Thursday, August 17, 2006

Japan: Shift From Pacifism to a Military Power?



Bringing you live, 24/7 coverage from the mind of a less-than-humble foreigner in Japan. Our top discussion this week: how best to respect the dead. As all Japanese citizens celebrated the holiday of Obon this week by spending time with family, honoring their ancestors with visits to their graves, and enjoying their lives together, so did Prime Minister Junichiro Koizumi honor the fallen during World War II at the Yasukuni war shrine.

August 6th, 1945 - The first atomic bomb falls on Hiroshima
August 9th, 1945 - The second nuclear payload is released upon Nagasaki
August 15th, 1945 - Japan's official surrender to the Allied Powers, ending the war on the eastern front

Although Japan made a formal constitution and commitment to cease being a military power shortly after their surrender, there still remained the controversial issue of how to respect the fallen soldiers. Certainly when we honor those brave men and women who gave their lives for their country in the United States on Veterans' Day, we do not intend for it to be a slap in the face to a former enemy, to disrespect the loss of life that occurred across the entire world.

And yet that seems to be the case in Japan. PM Koizumi made national headlines this week for visiting the war memorial on the historic anniversary of the Japanese surrender. And while some might see this as a dutiful and necessary respect for the past, Korea, China, and many Japanese citizens have taken an issue with these visits. Koizumi is well-known for his frequent visits to Yasukuni over the years.

Many consider his visits as a sign that Japan has not fully atoned for the mistakes of its past, while others side with Koizumi, and believe honoring those who lost their lives, who gave up everything they had for their country, deserve some recognition on August 15th of all days. Although these actions, taken by themselves, might be harmless, Koizumi has been a very radical PM given Japan's history. His decision to send the self-defense force to Iraq sparked immediate controversy about whether Japan was slowly edging its feet towards the door of becoming a military power once more.

The Foreign Voice

Regardless of how much international attention Koizumi has brought upon Japan's military involvement in recent months, he will be leaving office next month. The entirety of the self-defense force is now safely back within Japanese territory, and Koizumi's visits to Yasukuni, whether appropriate or not for a man in his position, cannot change international policy within his last month of office.

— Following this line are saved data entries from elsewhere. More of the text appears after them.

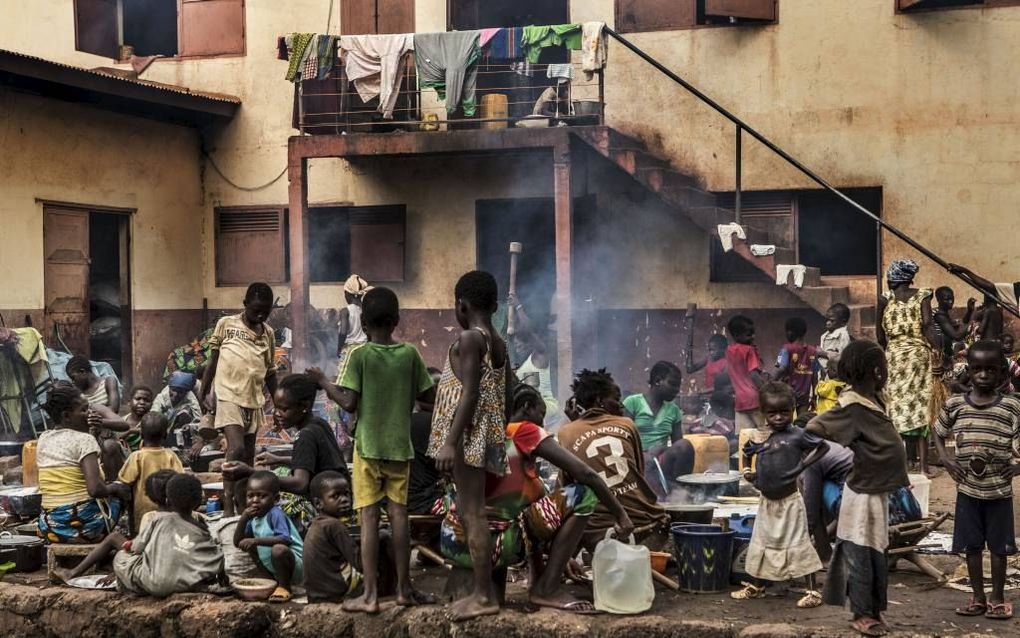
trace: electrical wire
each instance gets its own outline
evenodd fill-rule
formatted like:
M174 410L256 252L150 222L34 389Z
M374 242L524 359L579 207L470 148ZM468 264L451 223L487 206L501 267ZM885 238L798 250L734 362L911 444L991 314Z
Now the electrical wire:
M264 188L269 188L270 186L272 186L276 182L280 181L281 177L283 177L284 175L287 174L287 167L284 166L283 170L280 171L279 175L277 175L273 179L269 180L265 184L262 184L260 186L241 186L240 184L236 183L234 180L230 179L229 177L227 177L226 175L223 174L223 171L220 170L220 167L216 165L216 160L213 159L212 155L210 155L209 153L206 153L205 151L202 151L202 156L205 157L207 160L209 160L209 165L213 167L213 170L216 171L216 174L219 175L220 178L223 179L224 182L230 184L231 186L233 186L234 188L236 188L239 191L247 191L247 192L250 193L250 192L253 192L253 191L260 191L260 190L262 190Z

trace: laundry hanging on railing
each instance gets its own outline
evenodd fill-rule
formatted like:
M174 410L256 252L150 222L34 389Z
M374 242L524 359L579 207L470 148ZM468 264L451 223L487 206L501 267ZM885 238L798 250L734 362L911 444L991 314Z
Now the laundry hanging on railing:
M596 72L606 68L609 36L605 22L585 22L581 27L581 70L589 82Z
M574 51L581 49L580 24L551 24L545 26L524 27L521 37L524 57L532 64L538 63L542 49L564 46Z
M308 59L309 45L315 38L314 33L295 33L290 36L287 43L287 59L290 64L287 66L287 80L297 82L301 79L301 72L304 70L305 61Z
M800 288L804 285L804 275L807 273L807 266L801 264L777 264L776 285L787 286L790 282L790 275L793 275L793 285Z
M345 35L340 38L345 52L344 71L362 101L379 98L378 111L393 119L400 95L401 64L414 50L414 35Z
M479 35L478 31L450 31L414 36L418 85L435 89L439 99L446 100L447 113L456 111L458 105L468 117L477 111Z

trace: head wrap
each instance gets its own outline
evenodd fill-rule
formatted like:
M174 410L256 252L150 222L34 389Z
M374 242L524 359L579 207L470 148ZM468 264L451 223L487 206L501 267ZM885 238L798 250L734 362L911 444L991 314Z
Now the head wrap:
M344 282L344 292L355 297L360 297L372 289L360 275L351 275Z
M889 270L885 271L885 279L890 284L909 284L914 281L914 275L920 269L913 259L897 259L889 264Z
M170 382L167 383L167 385L174 390L191 392L195 389L195 375L190 372L182 372L178 370L170 375Z

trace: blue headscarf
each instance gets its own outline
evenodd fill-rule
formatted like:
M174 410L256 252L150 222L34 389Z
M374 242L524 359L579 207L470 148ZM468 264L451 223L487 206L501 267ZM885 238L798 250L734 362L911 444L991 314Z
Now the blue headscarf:
M885 279L890 284L909 284L914 281L914 275L920 269L913 259L897 259L889 264L889 270L885 271Z
M190 372L182 372L178 370L170 375L170 382L168 386L174 390L183 390L184 392L191 392L195 389L195 375Z

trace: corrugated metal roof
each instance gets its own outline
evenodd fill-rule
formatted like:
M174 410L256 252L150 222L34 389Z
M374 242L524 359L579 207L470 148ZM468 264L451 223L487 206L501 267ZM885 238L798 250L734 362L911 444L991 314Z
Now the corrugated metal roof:
M115 73L110 73L110 72L105 71L103 69L86 69L86 68L79 67L79 66L72 66L70 64L64 64L63 62L54 62L53 60L47 60L45 58L36 57L34 55L27 55L25 53L19 53L17 51L8 51L7 49L0 49L0 57L21 58L21 59L32 61L32 62L35 62L35 63L42 63L42 64L50 65L52 67L58 67L58 68L62 68L62 69L67 69L67 70L70 70L70 71L73 71L73 72L77 72L77 73L87 73L87 74L90 74L90 75L96 75L96 76L100 76L100 77L103 77L103 78L111 78L111 79L114 79L114 80L118 80L120 82L125 82L127 84L133 84L133 85L138 85L138 86L149 87L151 89L155 89L157 91L165 91L167 93L176 93L178 95L190 95L190 96L194 96L194 97L202 98L202 99L206 99L206 100L213 100L213 101L216 101L216 102L227 102L227 103L230 103L230 104L237 104L237 105L241 104L241 98L233 96L233 95L227 95L225 93L210 93L210 92L206 92L206 91L194 91L192 89L189 89L186 86L177 86L175 84L163 84L162 82L151 82L149 80L139 80L139 79L127 78L127 77L123 77L123 76L117 75Z

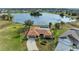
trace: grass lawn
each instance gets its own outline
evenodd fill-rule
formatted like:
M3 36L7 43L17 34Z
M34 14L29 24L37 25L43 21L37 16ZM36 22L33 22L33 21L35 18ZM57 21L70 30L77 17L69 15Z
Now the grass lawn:
M2 21L0 21L2 23ZM6 22L5 22L6 23ZM22 42L23 36L18 33L21 24L12 24L0 29L0 51L24 51L27 50Z

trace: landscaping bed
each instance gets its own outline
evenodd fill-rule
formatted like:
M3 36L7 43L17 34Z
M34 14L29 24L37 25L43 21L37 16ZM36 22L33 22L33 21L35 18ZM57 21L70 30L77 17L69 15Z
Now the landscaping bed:
M40 51L51 51L53 50L53 40L40 39L36 40L37 47Z

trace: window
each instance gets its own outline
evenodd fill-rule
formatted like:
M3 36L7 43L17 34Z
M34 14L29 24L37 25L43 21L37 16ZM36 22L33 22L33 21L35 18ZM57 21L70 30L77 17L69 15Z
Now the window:
M66 39L67 37L60 37L61 39Z

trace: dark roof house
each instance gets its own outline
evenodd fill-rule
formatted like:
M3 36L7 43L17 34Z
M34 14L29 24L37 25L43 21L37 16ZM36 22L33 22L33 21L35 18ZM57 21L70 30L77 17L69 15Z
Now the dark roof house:
M58 40L57 51L79 50L79 29L74 28L64 32Z
M79 41L79 29L70 29L65 33L63 33L60 37L65 37L65 36L74 37L76 40Z

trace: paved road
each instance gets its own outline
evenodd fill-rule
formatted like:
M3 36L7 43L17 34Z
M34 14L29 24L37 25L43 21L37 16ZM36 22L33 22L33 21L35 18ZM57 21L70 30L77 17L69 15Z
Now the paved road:
M35 38L29 38L27 40L27 48L28 51L38 51L39 49L37 48L36 42L35 42Z

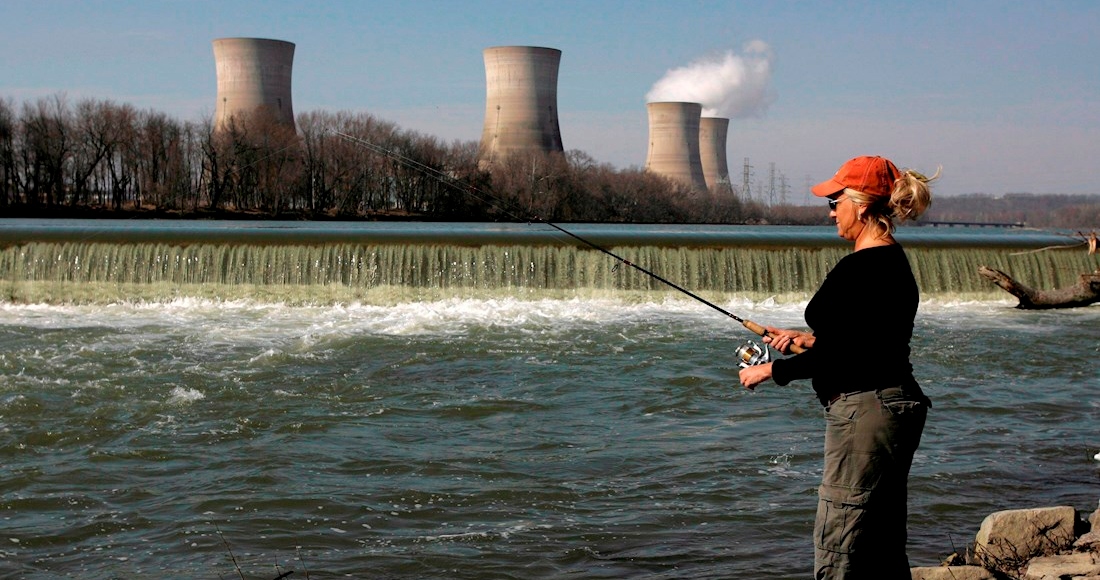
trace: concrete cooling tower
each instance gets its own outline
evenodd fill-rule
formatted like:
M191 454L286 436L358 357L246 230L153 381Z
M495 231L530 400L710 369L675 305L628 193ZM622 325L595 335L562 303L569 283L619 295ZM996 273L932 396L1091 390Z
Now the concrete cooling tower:
M294 43L266 38L214 40L218 71L218 103L214 126L223 127L234 116L266 107L276 119L294 126L290 73Z
M561 51L535 46L484 50L485 128L478 162L492 167L518 153L561 153L558 64Z
M648 103L649 153L646 171L663 175L696 189L707 188L699 158L699 103Z
M731 191L730 169L726 162L726 135L730 120L722 117L699 119L699 160L703 179L713 192Z

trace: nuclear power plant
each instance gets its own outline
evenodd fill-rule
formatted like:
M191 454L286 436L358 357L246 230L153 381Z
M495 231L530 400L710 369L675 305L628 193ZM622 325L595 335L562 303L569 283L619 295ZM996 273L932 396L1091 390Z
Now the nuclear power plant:
M294 126L290 76L294 43L267 38L214 40L218 71L218 102L214 126L222 128L235 116L266 108L276 120Z
M562 153L558 128L561 51L496 46L485 58L485 127L478 164L489 169L516 154Z
M696 189L707 188L699 157L699 103L657 102L649 112L649 153L645 169Z
M699 160L703 165L703 180L715 193L732 191L730 169L726 161L726 135L730 120L723 117L699 119Z
M218 97L214 127L266 110L294 127L292 42L267 38L213 41ZM492 169L516 155L563 153L558 125L561 51L537 46L495 46L483 51L485 124L478 165ZM647 103L649 150L645 169L699 190L730 189L726 160L729 119L702 117L702 105Z

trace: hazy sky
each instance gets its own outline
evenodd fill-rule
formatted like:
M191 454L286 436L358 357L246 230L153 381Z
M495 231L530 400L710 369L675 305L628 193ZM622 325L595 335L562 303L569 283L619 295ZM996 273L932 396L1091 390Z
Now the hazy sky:
M296 113L365 111L445 141L481 136L483 49L547 46L565 148L617 167L645 163L647 95L694 82L732 117L731 180L748 158L767 185L774 163L790 201L864 154L942 165L939 194L1100 193L1093 0L3 0L0 98L198 121L211 41L232 36L297 45Z

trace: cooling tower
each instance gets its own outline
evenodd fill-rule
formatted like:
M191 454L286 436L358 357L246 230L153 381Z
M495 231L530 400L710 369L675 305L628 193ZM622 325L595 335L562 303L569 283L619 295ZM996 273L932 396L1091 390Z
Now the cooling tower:
M649 111L649 153L646 171L664 175L697 189L706 189L699 158L699 103L661 102Z
M699 119L699 160L703 179L714 192L730 190L730 169L726 163L726 134L730 120L722 117Z
M255 113L265 107L282 123L294 126L290 99L290 72L294 43L266 38L214 40L218 70L218 104L214 126L220 128L233 116Z
M484 51L485 128L478 161L492 167L517 153L561 153L558 63L561 51L496 46Z

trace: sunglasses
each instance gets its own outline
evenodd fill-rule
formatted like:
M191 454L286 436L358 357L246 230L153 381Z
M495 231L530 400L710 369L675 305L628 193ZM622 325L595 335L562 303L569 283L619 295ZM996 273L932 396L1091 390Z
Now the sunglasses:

And this has not been the best week for Japan to shy away from military action. Just this Wednesday a Japanese fisherman was shot and killed north of Hokkaido in disputed waters between Japan and Russia. After the Russian border patrol had made the shot, the boat was then seized and confisicated by the Russian government. Both countries have a claim to this territory. The Japanese refer to the islands north of Hokkaido as the Northern Territories, whereas Russia prefers the name Southern Kuriles. In any case, disputes over this island chain has been one of the longstanding reasons why there has been no peace treaty between Japan and Russia since WWII.